Early Syntax Desugaring

Because the Martinaise compiler doesn't aspire to be of production-quality, it's a lot simpler. For example, many syntax constructs don't exist in the abstract syntax tree. During parsing, they immediately get desugared into more complex nodes: ifs get compiled into switches, for loops become normal loops, string interpolation creates a Vec and calls write on it with all the parts.

This makes it pretty effortless to add new constructs, allowing me to iterate quickly. For example, I decided to add an orelse keyword which you can call on optional values to provide an alternative if they are empty. Here's how you can use it:

var maybe_number: Maybe[U64] = ...
var a = maybe_number orelse 4

The orelse gets parsed into this:

var a =
  switch maybe_number.to_orelse()
  case primary(a) a
  case secondary 4

If you're wondering about the to_orelse: The standard library contains the following struct as well as to_orelse functions for Bool, Maybe, and Result. By creating a to_orelse function, you can also use the orelse keyword with custom types.

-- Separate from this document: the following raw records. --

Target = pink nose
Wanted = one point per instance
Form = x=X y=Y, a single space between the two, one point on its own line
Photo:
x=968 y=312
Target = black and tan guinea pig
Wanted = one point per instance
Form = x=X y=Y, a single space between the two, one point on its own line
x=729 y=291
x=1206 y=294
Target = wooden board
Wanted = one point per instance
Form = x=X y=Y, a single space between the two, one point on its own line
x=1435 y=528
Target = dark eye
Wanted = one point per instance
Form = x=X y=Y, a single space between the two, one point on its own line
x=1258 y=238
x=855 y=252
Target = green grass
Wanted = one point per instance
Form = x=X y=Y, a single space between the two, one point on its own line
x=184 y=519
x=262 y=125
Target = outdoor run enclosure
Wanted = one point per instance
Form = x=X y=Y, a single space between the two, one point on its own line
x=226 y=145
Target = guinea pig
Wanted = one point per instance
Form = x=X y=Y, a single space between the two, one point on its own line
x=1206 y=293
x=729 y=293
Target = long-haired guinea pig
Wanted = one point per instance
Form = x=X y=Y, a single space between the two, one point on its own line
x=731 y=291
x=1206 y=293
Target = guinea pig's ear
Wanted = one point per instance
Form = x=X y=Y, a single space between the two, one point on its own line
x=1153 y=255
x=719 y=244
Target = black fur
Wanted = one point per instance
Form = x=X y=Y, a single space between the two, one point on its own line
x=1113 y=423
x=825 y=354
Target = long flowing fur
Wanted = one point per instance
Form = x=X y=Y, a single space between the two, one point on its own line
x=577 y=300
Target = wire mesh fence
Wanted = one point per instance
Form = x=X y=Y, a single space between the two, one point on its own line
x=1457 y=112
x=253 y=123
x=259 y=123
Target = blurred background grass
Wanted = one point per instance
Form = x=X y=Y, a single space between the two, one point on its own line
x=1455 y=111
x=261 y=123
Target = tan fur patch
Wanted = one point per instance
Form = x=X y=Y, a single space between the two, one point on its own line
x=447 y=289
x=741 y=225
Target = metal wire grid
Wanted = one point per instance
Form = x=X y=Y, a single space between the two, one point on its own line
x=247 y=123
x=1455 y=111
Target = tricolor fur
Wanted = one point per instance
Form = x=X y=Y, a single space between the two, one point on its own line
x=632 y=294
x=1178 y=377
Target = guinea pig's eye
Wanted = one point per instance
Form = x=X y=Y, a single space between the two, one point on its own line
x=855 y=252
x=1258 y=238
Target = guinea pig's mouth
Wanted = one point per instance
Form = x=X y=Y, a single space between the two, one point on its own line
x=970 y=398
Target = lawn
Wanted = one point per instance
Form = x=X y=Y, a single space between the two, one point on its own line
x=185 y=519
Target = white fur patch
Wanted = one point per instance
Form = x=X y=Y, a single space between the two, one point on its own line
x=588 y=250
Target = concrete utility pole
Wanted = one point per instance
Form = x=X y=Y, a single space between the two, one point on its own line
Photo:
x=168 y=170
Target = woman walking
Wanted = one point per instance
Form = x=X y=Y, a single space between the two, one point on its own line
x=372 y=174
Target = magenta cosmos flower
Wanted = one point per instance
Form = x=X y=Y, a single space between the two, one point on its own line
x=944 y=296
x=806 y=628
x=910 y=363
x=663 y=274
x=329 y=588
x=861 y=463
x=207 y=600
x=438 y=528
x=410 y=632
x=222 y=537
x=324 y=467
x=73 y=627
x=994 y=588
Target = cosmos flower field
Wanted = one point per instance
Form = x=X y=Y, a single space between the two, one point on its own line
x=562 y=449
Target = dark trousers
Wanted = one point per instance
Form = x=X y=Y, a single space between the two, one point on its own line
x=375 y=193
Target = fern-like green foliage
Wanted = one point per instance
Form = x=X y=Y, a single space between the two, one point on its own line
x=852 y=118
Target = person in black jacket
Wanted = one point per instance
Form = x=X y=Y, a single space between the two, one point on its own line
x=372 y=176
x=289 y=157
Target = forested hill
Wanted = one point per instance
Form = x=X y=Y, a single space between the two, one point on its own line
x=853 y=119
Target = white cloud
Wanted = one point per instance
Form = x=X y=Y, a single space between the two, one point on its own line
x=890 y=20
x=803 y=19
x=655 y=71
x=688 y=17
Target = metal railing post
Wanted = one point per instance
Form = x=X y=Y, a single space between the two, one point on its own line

struct Orelse[P, S] { primary: P, secondary: S }

Low-Level Primitives

When possible, I try to define types in the standard library instead of special-casing them in the compiler. For example, here's the definition of Bool:

enum Bool { true, false }
var true = Bool.true
var false = Bool.false

Martinaise is an unsafe language – you can get the memory addresses of data directly. In most of the compiler pipeline, reference types such as &Cat are treated just like structs. In fact, the parser implicitly adds the following struct defintion:

struct &[T] { *: T }

That's right – &Cat is just special-cased formatting for &[Cat]. When you do cat_ref.*, the compiler type-checks a normal field access.

Another cool detail: Casting between values is implemented in Martinaise itself.

fun cast[A, B](a: A): B {
  | at least a small sanity check
  assert(
    size_of_type[A]().equals(size_of_type[B]()),
    "cast between types of different sizes",
  )
  a.&.to_address().to_reference[B]().*
}

Here, to_address[T](ref: &T): U64 and to_reference[T](address: U64): &T are builtin-functions that convert between references and addresses.

Impressions

Writing the compiler for a language with only low-level builtins is fun. You are forced to build all abstractions such as typed memory allocations, Vecs, and Maps in the language itself. It made me understand and appreciate these abstractions better.

Currently, I'm in the process of writing a Martinaise compiler in Martinaise itself. The goal: A 4000 line file that can compile itself. There's beauty in that.